The sister shook her head, a grimace on her lips.

“I don’t know. I couldn’t take it anymore. I had devoted my entire life to the service of God and His creatures, and I found myself in a hell on earth, letting myself be enveloped by insanity. I claimed some sort of health problem and ran away from Mont Providence. I abandoned them. Those little girls that I had raised here myself—I abandoned them.”

She made a sign of the cross and compulsively kissed her crucifix. The silence that followed was awful. Lucie suddenly felt very cold.

“I returned to my old orders, the Gray Sisters. Mother Sainte Marguerite had the infinite goodness to hide and protect me. They looked for me, as you can imagine, and I don’t know what would have happened if they’d found me. But the fact is that my ancient bones have endured through the century, and my memory has never forgotten the horrors that took place there, in the depths of the asylum. Who could ever forget so much darkness?”

Lucie looked the nun deep in her cloudy eyes. No one could forget such darkness. No one.

The truth was about to pour out, here, right now, from her old lips. Her pulse pounding, Lucie nonetheless retained her cop’s reflexes.

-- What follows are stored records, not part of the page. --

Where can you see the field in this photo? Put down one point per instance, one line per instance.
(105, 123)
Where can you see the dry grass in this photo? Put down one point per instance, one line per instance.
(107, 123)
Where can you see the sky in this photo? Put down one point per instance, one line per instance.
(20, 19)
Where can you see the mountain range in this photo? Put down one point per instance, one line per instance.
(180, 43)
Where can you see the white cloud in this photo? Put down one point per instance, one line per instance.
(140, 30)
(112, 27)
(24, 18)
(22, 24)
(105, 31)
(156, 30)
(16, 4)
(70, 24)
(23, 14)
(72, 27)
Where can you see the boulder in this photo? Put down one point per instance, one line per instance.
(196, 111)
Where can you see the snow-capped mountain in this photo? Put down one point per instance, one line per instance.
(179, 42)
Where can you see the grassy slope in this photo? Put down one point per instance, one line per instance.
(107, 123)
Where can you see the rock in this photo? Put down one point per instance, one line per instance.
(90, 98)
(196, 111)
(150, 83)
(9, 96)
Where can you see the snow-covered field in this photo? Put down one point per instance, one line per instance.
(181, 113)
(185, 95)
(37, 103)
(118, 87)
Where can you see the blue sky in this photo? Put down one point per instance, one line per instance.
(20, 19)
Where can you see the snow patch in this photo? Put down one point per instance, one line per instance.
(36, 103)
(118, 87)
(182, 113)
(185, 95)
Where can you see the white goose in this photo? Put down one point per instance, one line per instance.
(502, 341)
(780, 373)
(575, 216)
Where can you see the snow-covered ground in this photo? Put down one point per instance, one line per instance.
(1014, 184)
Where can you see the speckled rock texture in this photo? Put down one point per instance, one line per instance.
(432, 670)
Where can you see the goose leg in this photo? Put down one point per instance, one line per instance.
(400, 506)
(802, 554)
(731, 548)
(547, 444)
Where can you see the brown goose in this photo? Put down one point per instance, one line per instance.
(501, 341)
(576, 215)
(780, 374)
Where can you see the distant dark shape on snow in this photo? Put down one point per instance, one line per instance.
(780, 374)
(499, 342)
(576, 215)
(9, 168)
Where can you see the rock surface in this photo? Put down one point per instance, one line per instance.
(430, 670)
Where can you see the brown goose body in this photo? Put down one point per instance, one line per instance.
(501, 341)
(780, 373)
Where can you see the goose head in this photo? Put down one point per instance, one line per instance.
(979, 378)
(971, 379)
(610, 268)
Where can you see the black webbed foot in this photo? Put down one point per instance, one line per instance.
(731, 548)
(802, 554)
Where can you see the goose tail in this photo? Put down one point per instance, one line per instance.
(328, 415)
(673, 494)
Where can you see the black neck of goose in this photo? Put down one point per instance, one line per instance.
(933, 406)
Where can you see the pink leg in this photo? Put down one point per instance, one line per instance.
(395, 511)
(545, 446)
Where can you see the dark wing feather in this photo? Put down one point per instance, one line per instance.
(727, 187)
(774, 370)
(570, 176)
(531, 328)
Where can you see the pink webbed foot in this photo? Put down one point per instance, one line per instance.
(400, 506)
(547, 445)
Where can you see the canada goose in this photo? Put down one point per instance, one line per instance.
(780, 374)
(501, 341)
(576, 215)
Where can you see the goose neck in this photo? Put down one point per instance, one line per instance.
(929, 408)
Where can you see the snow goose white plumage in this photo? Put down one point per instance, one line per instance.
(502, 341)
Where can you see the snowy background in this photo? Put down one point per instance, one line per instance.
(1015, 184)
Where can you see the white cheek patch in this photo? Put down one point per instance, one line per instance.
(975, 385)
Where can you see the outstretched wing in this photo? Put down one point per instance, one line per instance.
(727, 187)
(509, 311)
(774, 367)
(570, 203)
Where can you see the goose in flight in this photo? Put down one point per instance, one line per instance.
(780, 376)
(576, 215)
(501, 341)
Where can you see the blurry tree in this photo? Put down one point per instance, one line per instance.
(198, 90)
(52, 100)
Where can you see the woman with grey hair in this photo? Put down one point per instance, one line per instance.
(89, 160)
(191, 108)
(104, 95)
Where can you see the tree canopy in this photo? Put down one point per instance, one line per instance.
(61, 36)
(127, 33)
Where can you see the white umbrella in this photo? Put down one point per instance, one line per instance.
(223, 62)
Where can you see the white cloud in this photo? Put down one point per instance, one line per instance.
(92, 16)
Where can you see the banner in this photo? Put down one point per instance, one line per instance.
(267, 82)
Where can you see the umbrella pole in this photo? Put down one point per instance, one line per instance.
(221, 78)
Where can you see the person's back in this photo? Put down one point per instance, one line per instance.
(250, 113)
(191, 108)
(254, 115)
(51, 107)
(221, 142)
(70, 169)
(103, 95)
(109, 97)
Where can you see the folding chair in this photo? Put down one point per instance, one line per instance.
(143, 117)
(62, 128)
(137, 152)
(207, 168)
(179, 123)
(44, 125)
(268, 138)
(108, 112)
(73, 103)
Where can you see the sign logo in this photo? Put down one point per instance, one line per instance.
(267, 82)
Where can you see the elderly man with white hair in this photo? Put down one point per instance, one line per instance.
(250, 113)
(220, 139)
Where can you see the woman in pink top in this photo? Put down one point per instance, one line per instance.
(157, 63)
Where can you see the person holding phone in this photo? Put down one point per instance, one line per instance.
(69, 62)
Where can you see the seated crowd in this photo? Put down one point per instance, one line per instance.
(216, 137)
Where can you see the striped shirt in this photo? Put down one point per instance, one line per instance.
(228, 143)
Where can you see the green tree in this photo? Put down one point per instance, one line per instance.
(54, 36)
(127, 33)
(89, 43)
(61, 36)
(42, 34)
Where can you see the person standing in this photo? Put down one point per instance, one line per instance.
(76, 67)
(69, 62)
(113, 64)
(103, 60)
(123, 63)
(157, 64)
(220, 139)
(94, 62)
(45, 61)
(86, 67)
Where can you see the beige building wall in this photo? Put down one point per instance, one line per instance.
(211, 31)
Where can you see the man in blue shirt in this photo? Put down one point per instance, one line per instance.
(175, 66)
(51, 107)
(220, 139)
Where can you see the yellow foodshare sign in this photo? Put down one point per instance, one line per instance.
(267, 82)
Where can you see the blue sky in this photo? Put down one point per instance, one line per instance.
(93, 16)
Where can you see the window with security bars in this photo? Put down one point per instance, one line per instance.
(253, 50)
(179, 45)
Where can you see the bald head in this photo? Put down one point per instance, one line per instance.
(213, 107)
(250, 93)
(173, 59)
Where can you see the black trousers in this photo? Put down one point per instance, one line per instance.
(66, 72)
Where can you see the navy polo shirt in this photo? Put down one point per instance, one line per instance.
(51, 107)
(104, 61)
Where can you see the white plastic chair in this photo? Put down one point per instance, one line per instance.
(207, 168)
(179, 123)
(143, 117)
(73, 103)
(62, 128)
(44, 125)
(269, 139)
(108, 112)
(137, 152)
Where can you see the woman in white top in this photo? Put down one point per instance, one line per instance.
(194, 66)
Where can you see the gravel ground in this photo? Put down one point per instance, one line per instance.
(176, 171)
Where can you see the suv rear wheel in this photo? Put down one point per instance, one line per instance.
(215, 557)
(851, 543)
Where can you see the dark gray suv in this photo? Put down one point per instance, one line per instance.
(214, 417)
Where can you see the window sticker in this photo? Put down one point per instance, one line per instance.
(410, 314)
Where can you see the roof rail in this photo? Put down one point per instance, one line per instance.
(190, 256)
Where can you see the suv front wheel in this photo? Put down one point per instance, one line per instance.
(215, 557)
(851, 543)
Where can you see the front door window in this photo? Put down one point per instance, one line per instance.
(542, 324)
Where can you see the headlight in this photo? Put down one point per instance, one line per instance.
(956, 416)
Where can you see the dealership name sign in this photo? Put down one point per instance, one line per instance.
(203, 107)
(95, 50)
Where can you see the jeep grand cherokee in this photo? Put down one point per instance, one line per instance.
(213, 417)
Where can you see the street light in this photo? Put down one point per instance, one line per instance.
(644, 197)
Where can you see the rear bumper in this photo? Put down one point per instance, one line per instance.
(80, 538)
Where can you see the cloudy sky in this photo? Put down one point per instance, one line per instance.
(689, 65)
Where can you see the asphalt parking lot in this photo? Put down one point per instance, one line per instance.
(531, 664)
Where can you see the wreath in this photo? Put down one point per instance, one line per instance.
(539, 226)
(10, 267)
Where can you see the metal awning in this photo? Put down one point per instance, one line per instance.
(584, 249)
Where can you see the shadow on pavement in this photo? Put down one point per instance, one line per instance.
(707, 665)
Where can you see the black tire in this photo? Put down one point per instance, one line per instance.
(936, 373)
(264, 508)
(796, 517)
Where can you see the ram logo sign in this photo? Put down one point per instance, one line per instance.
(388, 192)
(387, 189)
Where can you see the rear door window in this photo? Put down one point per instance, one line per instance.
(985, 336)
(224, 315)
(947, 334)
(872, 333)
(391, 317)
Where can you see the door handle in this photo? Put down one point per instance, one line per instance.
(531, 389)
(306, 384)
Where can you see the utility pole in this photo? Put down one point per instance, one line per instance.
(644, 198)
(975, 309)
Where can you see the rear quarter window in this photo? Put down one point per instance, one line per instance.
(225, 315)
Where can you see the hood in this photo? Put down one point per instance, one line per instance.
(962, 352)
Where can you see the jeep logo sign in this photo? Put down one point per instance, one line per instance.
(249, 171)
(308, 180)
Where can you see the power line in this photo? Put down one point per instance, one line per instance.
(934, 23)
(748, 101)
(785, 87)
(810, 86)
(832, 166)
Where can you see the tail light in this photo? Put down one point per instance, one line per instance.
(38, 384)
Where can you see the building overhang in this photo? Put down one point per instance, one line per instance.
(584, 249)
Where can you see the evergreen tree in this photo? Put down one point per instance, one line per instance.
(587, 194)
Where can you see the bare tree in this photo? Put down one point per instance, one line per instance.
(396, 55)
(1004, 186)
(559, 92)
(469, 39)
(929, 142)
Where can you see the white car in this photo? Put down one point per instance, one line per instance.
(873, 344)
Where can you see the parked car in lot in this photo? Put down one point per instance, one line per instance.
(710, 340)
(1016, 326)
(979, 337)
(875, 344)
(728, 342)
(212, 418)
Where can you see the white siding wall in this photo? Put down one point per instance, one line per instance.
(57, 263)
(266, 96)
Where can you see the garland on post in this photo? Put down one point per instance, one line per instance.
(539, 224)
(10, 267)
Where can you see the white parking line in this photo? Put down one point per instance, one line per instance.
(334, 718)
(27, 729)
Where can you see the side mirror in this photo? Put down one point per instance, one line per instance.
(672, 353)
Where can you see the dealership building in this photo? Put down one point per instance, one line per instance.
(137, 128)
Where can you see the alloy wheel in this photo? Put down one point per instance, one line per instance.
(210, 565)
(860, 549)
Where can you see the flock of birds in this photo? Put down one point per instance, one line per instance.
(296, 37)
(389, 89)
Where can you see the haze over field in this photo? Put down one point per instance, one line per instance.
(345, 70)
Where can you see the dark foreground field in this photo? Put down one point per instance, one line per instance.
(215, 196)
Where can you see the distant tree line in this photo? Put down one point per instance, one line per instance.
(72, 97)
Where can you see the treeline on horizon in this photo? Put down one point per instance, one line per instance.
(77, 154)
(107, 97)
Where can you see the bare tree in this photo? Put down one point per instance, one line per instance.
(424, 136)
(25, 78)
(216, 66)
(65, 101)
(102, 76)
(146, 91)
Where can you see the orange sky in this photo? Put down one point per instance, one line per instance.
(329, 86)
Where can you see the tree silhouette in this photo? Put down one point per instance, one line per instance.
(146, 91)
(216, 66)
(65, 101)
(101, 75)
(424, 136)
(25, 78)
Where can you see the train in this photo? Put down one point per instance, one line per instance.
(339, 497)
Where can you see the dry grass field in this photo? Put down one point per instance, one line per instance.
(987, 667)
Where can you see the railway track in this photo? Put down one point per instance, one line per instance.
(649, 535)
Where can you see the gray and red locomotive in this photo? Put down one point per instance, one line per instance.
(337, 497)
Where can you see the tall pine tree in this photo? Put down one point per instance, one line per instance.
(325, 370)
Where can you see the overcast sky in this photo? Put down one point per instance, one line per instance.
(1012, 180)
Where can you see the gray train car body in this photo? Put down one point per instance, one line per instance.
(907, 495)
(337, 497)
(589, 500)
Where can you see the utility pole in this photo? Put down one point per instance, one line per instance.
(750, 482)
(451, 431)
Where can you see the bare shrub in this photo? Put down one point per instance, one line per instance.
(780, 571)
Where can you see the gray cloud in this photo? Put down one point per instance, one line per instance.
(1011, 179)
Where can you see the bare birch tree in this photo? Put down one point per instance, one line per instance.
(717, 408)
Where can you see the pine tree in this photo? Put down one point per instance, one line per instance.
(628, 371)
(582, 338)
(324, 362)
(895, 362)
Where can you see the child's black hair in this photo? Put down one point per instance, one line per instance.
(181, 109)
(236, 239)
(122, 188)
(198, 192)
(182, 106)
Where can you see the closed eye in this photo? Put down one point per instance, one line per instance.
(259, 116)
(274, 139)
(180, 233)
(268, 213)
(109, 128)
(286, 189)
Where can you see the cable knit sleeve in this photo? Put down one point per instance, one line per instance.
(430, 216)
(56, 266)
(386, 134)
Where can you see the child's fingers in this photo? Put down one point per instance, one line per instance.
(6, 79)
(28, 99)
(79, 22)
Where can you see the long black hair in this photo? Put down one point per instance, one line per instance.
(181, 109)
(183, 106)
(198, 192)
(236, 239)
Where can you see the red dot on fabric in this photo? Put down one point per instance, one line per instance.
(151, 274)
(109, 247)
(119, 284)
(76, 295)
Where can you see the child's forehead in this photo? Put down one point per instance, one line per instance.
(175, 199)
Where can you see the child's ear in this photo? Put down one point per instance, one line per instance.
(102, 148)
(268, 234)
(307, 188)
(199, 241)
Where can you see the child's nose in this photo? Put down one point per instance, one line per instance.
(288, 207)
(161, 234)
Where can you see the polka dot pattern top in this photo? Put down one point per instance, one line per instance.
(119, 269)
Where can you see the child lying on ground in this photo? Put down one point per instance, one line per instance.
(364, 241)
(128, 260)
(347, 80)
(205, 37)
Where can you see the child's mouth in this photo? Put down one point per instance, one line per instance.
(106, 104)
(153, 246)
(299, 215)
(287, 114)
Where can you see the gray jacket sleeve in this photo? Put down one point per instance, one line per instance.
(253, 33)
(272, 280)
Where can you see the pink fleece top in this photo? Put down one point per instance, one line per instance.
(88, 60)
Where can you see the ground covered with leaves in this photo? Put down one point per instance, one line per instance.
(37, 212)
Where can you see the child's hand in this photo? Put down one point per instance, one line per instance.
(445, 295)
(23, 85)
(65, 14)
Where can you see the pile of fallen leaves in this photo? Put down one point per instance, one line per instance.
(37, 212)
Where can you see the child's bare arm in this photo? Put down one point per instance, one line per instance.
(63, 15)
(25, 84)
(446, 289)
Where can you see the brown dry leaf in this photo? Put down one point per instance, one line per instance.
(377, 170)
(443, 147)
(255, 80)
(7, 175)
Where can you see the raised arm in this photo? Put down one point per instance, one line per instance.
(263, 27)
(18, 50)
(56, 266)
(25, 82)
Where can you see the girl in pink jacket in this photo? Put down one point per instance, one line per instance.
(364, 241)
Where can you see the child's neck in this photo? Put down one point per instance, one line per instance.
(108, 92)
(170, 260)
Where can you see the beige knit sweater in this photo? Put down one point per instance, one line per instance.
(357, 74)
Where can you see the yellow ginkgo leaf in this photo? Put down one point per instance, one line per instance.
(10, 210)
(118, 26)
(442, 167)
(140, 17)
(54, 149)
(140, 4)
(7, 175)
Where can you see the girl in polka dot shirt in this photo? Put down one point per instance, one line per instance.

“This superintendent. We need to know who he was.”

“Of course. His name was James Peterson. Or at least, that’s the name we overheard. Because he always signed Dr. Peter Jameson. James Peterson, Peter Jameson… I still don’t know which was his real identity. But one thing for certain, he lived in Montreal.”

Sharko and Lucie exchanged a brief glance. They had their final link in the chain. The nun stood up, shuffled toward her library, and knelt, tears in her eyes.

“I pray to God every day for those poor children that I left back there. They were my little girls. I had watched them grow, inside these walls, before we all found ourselves in that place of depravity.”

Lucie felt a kind of compassion for the poor woman, who was dying alone and in pain.

“There was nothing you could have done for them. You were a prisoner of the system and your beliefs. God has nothing to do with this.”

With trembling hands, Sister Marie du Calvaire lifted her Bible and began reading in a murmur. Lucie and Sharko knew there was no further reason to remain in the room.

They left without a sound.

55

The two cops went on foot from the convent to Montreal’s central train station, which wasn’t far. They walked without speaking, plunged into their darkest thoughts. They could see those closed-off rooms in the hospital, echoing with the moans of the insane, the frightened little girls intermingled with the most dangerous cases. They could hear the crackle of electroshock treatments in padded chambers. How had something like this been allowed to go on? Isn’t a democracy supposed to protect its citizens from such barbarity? On the verge of nausea, Lucie felt a need to break the silence. She pressed against Sharko, slipped her arm around his waist.